Les œuvres d’art consacrées aux saints qui guérissent de la peste offrent cette particularité de les représenter généralement réunis. On jugeait qu’en groupe ils avaient plus de puissance auprès de Dieu.


Voilà les saints auxquels le moyen âge finissant a donné toute sa confiance. Ce sont eux que les confréries honoraient de préférence, eux dont les artistes reproduisaient le plus souvent l’image. Il en est peu qui aient été priés avec plus de ferveur. Combien de générations n’ont-ils pas rassurés contre la peur de la mort subite, de la terrible mort païenne qu’aucune consolation n’accompagne !

Telle fut à la fin du moyen âge la prodigieuse fécondité du culte des saints. Des milliers d’œuvres d’art sont nées de la foi profonde en leur intercession. Ce que les artistes du XVe siècle et ceux des premières années du XVIe ont fait de plus exquis leur a été inspiré par les saints. La Réforme vint, et, avec elle, apparut l’esprit critique. Les saints furent discutés. Pour la première fois, on entendit soutenir que saint Christophe était un symbole, que les Actes de sainte Barbe étaient peu authentiques et que sainte Catherine n’avait peut-être jamais existé.
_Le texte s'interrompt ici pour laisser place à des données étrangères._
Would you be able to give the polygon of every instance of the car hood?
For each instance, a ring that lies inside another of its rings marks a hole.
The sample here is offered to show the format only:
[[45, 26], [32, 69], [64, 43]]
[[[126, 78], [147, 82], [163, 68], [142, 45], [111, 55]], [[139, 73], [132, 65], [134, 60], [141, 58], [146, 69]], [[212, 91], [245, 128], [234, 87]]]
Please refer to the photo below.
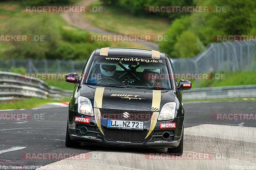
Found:
[[[88, 98], [93, 107], [99, 107], [94, 104], [94, 98], [99, 97], [95, 91], [97, 86], [83, 85], [80, 89], [81, 96]], [[99, 87], [98, 87], [99, 88]], [[102, 88], [102, 87], [100, 87]], [[144, 90], [112, 87], [105, 87], [103, 92], [101, 108], [127, 110], [151, 111], [153, 100], [153, 91], [158, 90]], [[161, 97], [159, 95], [155, 101], [161, 100], [160, 109], [168, 102], [174, 101], [176, 95], [173, 90], [161, 90]], [[98, 96], [97, 96], [97, 95]]]

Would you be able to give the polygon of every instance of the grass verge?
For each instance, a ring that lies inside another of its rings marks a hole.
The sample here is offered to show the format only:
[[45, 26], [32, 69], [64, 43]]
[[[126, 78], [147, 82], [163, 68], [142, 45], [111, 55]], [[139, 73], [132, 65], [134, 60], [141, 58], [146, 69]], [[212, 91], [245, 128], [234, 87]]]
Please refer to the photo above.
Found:
[[74, 83], [66, 82], [65, 80], [45, 80], [44, 81], [50, 85], [58, 87], [63, 90], [73, 90], [75, 87]]
[[[89, 5], [102, 6], [102, 3], [100, 1]], [[167, 19], [134, 16], [120, 7], [105, 7], [102, 12], [85, 13], [84, 19], [96, 27], [121, 34], [164, 35], [170, 25]]]
[[[243, 99], [249, 99], [249, 100], [244, 100]], [[183, 102], [188, 102], [189, 101], [254, 101], [256, 102], [256, 97], [248, 97], [243, 98], [222, 98], [219, 99], [192, 99], [191, 100], [183, 100]]]
[[69, 98], [64, 98], [60, 100], [55, 100], [51, 99], [41, 99], [37, 97], [32, 97], [20, 100], [13, 100], [4, 102], [0, 104], [0, 110], [6, 109], [29, 109], [35, 106], [47, 103], [53, 102], [68, 102], [70, 100]]

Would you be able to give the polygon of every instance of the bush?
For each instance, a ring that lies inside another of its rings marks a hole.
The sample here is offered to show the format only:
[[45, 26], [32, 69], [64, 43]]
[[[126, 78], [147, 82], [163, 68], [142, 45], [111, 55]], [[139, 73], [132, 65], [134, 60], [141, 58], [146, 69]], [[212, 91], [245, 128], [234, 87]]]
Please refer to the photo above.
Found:
[[188, 58], [194, 56], [205, 48], [198, 37], [189, 31], [186, 31], [178, 36], [174, 48], [175, 56]]
[[104, 4], [111, 5], [115, 5], [117, 7], [126, 9], [132, 14], [145, 16], [161, 17], [174, 19], [188, 14], [186, 13], [148, 13], [145, 8], [149, 6], [189, 6], [193, 4], [193, 0], [100, 0]]
[[10, 19], [6, 25], [6, 34], [28, 35], [32, 39], [34, 35], [42, 35], [44, 41], [12, 42], [13, 48], [6, 51], [6, 55], [15, 58], [43, 59], [50, 55], [59, 46], [61, 37], [60, 28], [52, 17], [53, 14], [47, 14]]
[[[165, 33], [172, 40], [159, 44], [160, 50], [166, 51], [171, 57], [197, 55], [203, 49], [203, 45], [206, 46], [213, 41], [214, 35], [254, 34], [256, 32], [256, 3], [254, 1], [205, 0], [198, 1], [196, 5], [212, 6], [213, 10], [215, 6], [226, 6], [226, 11], [192, 13], [175, 20]], [[187, 34], [190, 37], [188, 42], [181, 38], [182, 33]], [[190, 52], [187, 51], [189, 49], [192, 50]]]

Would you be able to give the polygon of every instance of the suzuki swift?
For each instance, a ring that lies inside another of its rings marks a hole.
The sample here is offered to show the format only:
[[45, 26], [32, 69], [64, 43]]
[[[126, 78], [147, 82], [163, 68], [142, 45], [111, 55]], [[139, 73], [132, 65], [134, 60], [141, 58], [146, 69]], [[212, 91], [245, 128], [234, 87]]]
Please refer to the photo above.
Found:
[[66, 145], [167, 148], [182, 154], [185, 111], [181, 91], [167, 55], [133, 48], [98, 48], [75, 84], [68, 108]]

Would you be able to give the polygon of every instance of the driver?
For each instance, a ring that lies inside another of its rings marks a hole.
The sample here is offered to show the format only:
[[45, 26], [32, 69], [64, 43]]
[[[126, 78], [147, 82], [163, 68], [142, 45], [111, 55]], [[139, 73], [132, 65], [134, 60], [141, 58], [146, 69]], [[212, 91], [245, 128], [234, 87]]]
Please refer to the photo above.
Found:
[[144, 80], [142, 83], [142, 86], [152, 87], [166, 87], [166, 86], [163, 83], [156, 81], [160, 73], [160, 69], [145, 69], [143, 71]]
[[[97, 83], [98, 80], [105, 78], [110, 78], [116, 81], [116, 76], [114, 75], [116, 70], [116, 65], [100, 64], [100, 72], [97, 75], [97, 77], [92, 77], [90, 80], [90, 83]], [[119, 82], [116, 81], [120, 84]]]

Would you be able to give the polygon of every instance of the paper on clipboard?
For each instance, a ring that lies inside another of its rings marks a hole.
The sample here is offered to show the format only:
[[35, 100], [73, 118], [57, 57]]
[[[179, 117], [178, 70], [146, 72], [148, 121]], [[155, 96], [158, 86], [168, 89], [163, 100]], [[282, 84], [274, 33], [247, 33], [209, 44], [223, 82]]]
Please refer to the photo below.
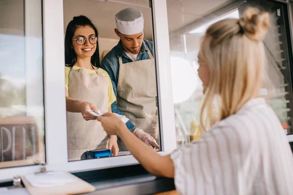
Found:
[[32, 186], [36, 187], [64, 185], [77, 181], [63, 171], [30, 174], [25, 177]]
[[77, 195], [93, 192], [93, 185], [66, 171], [39, 173], [21, 176], [31, 195]]

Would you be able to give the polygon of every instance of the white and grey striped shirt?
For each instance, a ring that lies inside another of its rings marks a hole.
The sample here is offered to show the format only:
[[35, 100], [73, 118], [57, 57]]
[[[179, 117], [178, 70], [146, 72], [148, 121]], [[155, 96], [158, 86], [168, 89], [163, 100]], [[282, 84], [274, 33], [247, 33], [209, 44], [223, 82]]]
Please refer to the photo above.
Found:
[[181, 195], [293, 195], [293, 156], [262, 98], [171, 155]]

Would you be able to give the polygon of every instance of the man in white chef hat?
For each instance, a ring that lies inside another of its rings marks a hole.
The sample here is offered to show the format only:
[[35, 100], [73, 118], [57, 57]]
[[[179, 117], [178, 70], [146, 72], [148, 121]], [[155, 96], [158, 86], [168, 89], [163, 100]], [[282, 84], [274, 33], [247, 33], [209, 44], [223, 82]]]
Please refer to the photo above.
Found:
[[[156, 103], [157, 86], [153, 43], [144, 39], [144, 17], [127, 8], [115, 15], [118, 44], [107, 54], [101, 68], [110, 76], [117, 101], [112, 112], [129, 118], [126, 126], [146, 144], [159, 149]], [[120, 151], [127, 149], [118, 141]]]

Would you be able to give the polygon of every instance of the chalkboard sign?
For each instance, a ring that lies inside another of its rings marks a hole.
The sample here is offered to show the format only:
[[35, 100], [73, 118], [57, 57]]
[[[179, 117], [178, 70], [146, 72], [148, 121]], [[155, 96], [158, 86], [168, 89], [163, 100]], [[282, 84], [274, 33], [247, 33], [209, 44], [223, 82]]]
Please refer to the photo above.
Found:
[[33, 158], [40, 152], [39, 132], [33, 117], [0, 118], [0, 163]]

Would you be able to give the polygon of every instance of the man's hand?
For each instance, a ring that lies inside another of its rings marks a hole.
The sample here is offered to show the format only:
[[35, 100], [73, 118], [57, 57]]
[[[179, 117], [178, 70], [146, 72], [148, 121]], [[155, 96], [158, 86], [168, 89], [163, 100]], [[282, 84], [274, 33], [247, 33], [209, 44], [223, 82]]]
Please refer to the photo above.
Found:
[[151, 145], [157, 149], [160, 150], [160, 146], [158, 145], [155, 139], [154, 139], [150, 135], [144, 132], [142, 129], [135, 128], [133, 131], [133, 134], [140, 140], [145, 142], [146, 145], [149, 145], [150, 146]]
[[113, 156], [116, 156], [118, 155], [118, 152], [119, 152], [119, 148], [118, 147], [118, 144], [117, 144], [117, 136], [109, 136], [110, 139], [108, 143], [108, 146], [110, 150], [112, 151]]
[[87, 110], [93, 110], [94, 112], [97, 113], [99, 109], [94, 104], [91, 103], [84, 101], [81, 103], [80, 106], [80, 111], [83, 115], [84, 119], [85, 120], [95, 120], [97, 117], [92, 115]]

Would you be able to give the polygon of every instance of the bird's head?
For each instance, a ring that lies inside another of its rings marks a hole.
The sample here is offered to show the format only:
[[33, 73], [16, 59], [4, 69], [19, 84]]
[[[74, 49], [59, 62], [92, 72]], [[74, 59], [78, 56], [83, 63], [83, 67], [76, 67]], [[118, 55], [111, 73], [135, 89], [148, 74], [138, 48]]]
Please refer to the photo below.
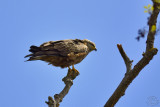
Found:
[[88, 46], [89, 51], [93, 51], [93, 50], [97, 51], [95, 43], [91, 42], [88, 39], [84, 39], [83, 41]]

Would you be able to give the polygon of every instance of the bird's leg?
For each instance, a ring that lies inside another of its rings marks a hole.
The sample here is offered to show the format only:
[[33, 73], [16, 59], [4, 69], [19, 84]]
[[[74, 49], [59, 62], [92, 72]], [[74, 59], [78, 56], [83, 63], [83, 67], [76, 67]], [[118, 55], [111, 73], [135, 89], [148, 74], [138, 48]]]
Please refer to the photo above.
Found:
[[71, 77], [72, 80], [74, 80], [78, 75], [79, 75], [79, 71], [76, 70], [73, 65], [72, 65], [72, 69], [68, 67], [68, 74], [67, 74], [68, 77]]
[[79, 75], [79, 71], [74, 68], [74, 65], [72, 65], [72, 70], [74, 71], [76, 76]]
[[70, 68], [70, 67], [68, 67], [68, 74], [67, 74], [67, 76], [72, 76], [73, 75], [73, 70]]

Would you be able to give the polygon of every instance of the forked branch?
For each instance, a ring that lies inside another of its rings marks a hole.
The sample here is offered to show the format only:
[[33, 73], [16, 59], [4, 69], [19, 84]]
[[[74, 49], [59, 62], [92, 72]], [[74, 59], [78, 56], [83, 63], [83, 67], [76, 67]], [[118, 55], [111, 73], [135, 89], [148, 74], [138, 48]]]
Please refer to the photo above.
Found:
[[157, 23], [157, 17], [160, 11], [160, 3], [158, 2], [158, 0], [152, 0], [152, 1], [153, 1], [154, 10], [148, 21], [149, 32], [148, 32], [147, 41], [146, 41], [146, 51], [143, 54], [142, 59], [134, 66], [133, 69], [131, 69], [132, 61], [130, 61], [127, 55], [125, 54], [122, 48], [122, 45], [119, 45], [119, 44], [117, 45], [125, 61], [125, 64], [127, 67], [127, 73], [122, 79], [117, 89], [112, 94], [112, 96], [106, 102], [104, 107], [114, 107], [115, 106], [118, 100], [125, 94], [125, 91], [130, 85], [130, 83], [138, 76], [139, 72], [152, 60], [153, 56], [156, 55], [158, 52], [158, 50], [154, 48], [154, 38], [155, 38], [155, 33], [156, 33], [155, 27]]

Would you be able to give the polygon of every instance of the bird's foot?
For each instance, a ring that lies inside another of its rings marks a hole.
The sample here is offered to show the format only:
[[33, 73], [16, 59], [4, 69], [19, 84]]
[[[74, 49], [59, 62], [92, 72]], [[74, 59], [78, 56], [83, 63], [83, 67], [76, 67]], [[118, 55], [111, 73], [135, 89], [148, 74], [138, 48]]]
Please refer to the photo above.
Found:
[[68, 67], [68, 74], [67, 74], [68, 77], [71, 77], [72, 80], [74, 80], [78, 75], [79, 75], [79, 71], [76, 70], [74, 66], [72, 67], [72, 69]]

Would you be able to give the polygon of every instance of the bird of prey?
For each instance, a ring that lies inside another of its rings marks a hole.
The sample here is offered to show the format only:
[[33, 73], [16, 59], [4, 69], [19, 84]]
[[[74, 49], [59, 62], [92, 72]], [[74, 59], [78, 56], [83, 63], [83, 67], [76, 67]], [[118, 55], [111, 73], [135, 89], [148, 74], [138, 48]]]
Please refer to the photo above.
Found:
[[91, 51], [97, 50], [93, 42], [88, 39], [67, 39], [49, 41], [42, 45], [30, 47], [31, 54], [27, 61], [42, 60], [53, 66], [65, 68], [72, 66], [72, 70], [78, 72], [74, 65], [80, 63]]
La Réforme, il est vrai, ne triompha pas en France et les artistes continuèrent à représenter des saints. Mais le charme était rompu. Au lieu de croire, les hommes avaient voulu savoir. Les artistes purent désormais avoir toutes les qualités ; ils n’eurent plus la candeur qui rend ces vieilles œuvres inimitables.


EMILE MALE.

  1. Ce chien était tellement inséparable de saint Roch qu’on a dû être amené à l’appeler un « roquet. » C’est là, je crois, la véritable explication de ce mot dont Littré, aussi bien que Darmesteter, Hatzfeld et Thomas disent ne pas connaître l’étymologie. Quand Victor Hugo écrivait : « Saint Roch — avec son chien saint roquet, » il ne croyait sans doute pas si bien dire.